8.1, 8.5, 8.6, 8.7, 8.8, 8.9 in Hyndman (https://otexts.com/fpp3/expsmooth-exercises.html)
library(caret)
library(corrplot)
library(dplyr)
library(e1071)
library(fable)
library(fpp2)
library(fpp3)
library(ggplot2)
library(GGally)
library(mlbench)
library(MASS)
library(purrr)
library(patchwork)
library(stats)
library(tsibble)
library(tidyr)
pigs <- aus_livestock %>%
filter(Animal == 'Pigs') %>%
filter(State == 'Victoria')
(a) Use the ETS() function to estimate the equivalent model for simple exponential smoothing. Find the optimal values of \(α\) and \(ℓ_0\), and generate forecasts for the next four months.
#Simple exponential smoothing
fit <- pigs %>%
model(ETS(Count ~ error("A") + trend("N") + season("N")))
# Optimal alpha = 0.3221247, l = 100,646.6
report(fit)
## Series: Count
## Model: ETS(A,N,N)
## Smoothing parameters:
## alpha = 0.3221247
##
## Initial states:
## l[0]
## 100646.6
##
## sigma^2: 87480760
##
## AIC AICc BIC
## 13737.10 13737.14 13750.07
#Forecast
fc <- fit %>%
forecast(h = "4 months")
fc %>%
autoplot(pigs) +
geom_line(aes(y = .fitted), col="red", data = augment(fit)) +
labs(title="Pigs Slaughtered in Victoria, Australia", subtitle = "4-Month Exponential Smoothing Forecast using ETS(A,N,N)")

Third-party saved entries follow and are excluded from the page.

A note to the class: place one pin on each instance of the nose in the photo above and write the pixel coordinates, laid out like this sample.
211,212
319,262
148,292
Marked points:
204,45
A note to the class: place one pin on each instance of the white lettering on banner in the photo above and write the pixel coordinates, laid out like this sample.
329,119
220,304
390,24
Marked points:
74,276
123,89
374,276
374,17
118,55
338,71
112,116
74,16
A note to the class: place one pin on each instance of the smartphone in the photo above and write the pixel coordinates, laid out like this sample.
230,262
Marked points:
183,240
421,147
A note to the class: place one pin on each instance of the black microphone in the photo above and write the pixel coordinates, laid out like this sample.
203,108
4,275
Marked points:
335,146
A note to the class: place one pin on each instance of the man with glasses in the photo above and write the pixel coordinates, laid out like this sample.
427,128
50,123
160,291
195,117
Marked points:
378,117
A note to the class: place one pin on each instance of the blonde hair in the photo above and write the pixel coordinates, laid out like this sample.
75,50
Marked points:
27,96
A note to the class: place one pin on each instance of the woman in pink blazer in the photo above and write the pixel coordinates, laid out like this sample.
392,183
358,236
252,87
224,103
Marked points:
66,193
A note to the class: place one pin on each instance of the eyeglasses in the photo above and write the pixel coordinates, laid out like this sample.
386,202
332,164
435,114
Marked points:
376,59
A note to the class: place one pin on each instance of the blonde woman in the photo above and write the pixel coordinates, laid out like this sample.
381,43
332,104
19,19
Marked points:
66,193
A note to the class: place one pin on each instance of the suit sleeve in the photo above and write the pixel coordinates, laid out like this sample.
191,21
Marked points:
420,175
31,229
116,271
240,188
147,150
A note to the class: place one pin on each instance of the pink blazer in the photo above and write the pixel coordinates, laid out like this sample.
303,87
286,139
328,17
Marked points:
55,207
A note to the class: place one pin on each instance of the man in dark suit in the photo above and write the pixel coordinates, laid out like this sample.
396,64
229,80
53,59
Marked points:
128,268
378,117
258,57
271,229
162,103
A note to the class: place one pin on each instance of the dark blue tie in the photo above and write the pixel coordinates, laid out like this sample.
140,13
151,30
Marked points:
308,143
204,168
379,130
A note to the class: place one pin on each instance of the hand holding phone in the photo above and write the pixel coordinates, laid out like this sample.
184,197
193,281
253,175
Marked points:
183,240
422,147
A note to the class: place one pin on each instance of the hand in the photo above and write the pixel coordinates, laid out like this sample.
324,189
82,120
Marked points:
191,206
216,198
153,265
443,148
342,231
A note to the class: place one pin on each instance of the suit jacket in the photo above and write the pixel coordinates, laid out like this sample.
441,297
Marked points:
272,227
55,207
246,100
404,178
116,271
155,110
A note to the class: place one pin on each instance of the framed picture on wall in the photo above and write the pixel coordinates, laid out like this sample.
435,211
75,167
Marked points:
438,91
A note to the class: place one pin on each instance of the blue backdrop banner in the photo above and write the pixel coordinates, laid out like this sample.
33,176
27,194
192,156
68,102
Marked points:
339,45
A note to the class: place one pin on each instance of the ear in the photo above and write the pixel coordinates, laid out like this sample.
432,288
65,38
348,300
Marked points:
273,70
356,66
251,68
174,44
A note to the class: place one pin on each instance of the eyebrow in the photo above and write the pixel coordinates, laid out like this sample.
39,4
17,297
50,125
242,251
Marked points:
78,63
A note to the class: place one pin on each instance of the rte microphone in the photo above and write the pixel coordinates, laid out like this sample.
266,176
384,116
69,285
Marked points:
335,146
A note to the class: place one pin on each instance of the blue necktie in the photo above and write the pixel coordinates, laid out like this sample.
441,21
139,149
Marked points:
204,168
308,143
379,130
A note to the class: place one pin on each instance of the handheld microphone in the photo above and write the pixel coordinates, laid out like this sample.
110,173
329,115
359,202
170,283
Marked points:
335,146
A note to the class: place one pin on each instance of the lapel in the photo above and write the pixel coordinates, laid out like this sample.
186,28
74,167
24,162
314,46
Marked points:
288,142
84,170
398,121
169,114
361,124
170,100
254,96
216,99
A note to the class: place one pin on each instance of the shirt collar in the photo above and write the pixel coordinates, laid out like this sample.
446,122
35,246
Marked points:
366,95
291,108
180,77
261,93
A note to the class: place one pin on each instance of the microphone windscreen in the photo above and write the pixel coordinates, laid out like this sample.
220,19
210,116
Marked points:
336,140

Since there is no trend or seasonality within the data, simple exponential smoothing suffices here. The optimal value of \(α\) is 0.3221247 and \(ℓ_0\) is 100,646.6. Since \(α\) is closer to 0 than it is to 1, it means the forecast still considers prior data with heavy weight. The model chosen was ETS(A,N,N), so an additive error but no trend or seasonal components, thus the forecast will not change.
(b) Compute a 95% prediction interval for the first forecast using \(\hat{y}\) ± 1.96\(s\) where \(s\) is the standard deviation of the residuals. Compare your interval with the interval produced by R.
# first forecast
first_fc <- (fit |> forecast(h = 1)) |> pull(.mean)
# standard deviation
s <- sd(augment(fit)$.resid)
# 95% prediction interval
upper <- first_fc + 1.96 * s
lower <- first_fc - 1.96 * s
cat("95% Prediction Interval (Manual): [", lower, "," , upper, "] \n")

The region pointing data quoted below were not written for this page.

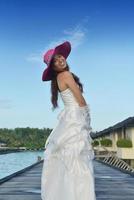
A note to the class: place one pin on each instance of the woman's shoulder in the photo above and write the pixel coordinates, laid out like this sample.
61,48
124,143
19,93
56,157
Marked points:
64,74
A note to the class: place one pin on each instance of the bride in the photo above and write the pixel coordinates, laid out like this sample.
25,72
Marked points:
67,172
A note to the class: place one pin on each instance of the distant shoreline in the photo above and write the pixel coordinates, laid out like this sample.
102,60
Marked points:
6,151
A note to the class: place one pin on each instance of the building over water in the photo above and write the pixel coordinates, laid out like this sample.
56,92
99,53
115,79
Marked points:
122,139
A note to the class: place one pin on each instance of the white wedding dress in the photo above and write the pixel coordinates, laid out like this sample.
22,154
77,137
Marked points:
67,172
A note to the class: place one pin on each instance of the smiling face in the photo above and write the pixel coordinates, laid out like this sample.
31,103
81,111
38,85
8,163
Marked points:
59,63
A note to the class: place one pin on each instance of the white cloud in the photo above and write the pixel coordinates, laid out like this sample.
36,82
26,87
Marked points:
76,35
5,104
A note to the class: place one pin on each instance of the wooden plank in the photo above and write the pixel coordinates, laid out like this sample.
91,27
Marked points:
110,184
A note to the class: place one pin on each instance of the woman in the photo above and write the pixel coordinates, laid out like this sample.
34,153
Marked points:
67,172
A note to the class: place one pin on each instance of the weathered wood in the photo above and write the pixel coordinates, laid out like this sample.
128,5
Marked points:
110,184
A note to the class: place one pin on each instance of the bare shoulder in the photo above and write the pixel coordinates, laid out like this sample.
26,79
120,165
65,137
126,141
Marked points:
64,75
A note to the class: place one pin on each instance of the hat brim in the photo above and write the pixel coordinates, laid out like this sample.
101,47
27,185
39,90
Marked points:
64,49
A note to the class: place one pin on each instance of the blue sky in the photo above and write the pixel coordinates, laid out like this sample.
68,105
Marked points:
102,36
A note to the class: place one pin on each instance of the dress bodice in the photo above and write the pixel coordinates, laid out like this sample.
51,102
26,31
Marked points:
68,98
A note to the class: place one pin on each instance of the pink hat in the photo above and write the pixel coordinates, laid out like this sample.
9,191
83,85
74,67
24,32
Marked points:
63,49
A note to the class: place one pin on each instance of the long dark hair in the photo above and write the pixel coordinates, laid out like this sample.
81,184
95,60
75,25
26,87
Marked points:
54,85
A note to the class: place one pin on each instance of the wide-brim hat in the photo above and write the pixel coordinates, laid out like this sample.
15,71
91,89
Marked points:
63,49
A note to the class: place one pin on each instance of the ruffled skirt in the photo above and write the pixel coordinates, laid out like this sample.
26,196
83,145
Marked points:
67,172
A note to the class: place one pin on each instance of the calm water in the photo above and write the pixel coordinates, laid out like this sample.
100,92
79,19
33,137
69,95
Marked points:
12,162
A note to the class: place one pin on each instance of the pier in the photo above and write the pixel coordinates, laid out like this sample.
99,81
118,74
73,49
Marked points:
110,183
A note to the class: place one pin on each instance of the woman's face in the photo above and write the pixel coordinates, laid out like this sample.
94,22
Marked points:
59,63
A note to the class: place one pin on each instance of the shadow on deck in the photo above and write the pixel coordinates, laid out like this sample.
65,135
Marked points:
110,184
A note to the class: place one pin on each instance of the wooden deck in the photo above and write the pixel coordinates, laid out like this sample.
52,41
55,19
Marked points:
110,184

## 95% Prediction Interval (Manual): [ 76871.01 , 113502.1 ]
# R interval
interval <- fc %>%
hilo(95) %>%
pull('95%') %>%
head(1)
lower_bound <- as.numeric(gsub("\\[|\\]", "", strsplit(as.character(interval), ",")[[1]][1]))
upper_bound <- as.numeric(gsub("\\[|\\]", "", strsplit(as.character(interval), ",")[[1]][2]))
# Print the 95% prediction interval
cat("95% Prediction Interval (R): [", lower_bound, ", ", upper_bound, "]")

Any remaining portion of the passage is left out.